Dutch gov't considering vote by mail for 2021 parliamentary election
The government is considering allowing people to vote by mail in the parliamentary elections next year, sources in The Hague told newspaper AD. The election will be held on March 17.
Vote by mail means that voters can send their ballot by post a few days or weeks before election day. The ballot can also be handed in on election day itself at a special collection point in the municipality. This means that voters won't have to stand in line at the polling stations. Currently only Dutch abroad can vote by mail.

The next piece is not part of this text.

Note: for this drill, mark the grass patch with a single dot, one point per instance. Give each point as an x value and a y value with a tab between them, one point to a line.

Downsides of voting by mail include that votes may arrive late or go missing in the post. And that there is no way to check that someone wasn't coerced into voting a certain way.
Due to the coronavirus pandemic, election day will be extra complicated next year. Some polling stations may not be allowed to open, if they don't have sufficient room for voters and polling station volunteers to stay 1.5 meters away from each other. There are also concerns about people not voting to avoid crowds.
The government is therefore looking for creative solutions. Parliamentarians from the PvdA and D66 suggested opening polling stations early in busy areas, so that votes can be cast over days instead of all voters going to the polls on election day itself.
Minister Kasja Ollongren of Home Affairs will announce the government's plans by early November. "I want to examine all constructive proposals to ensure that participating in the elections is as easy as possible for all Dutch people," the Minister said, according to AD.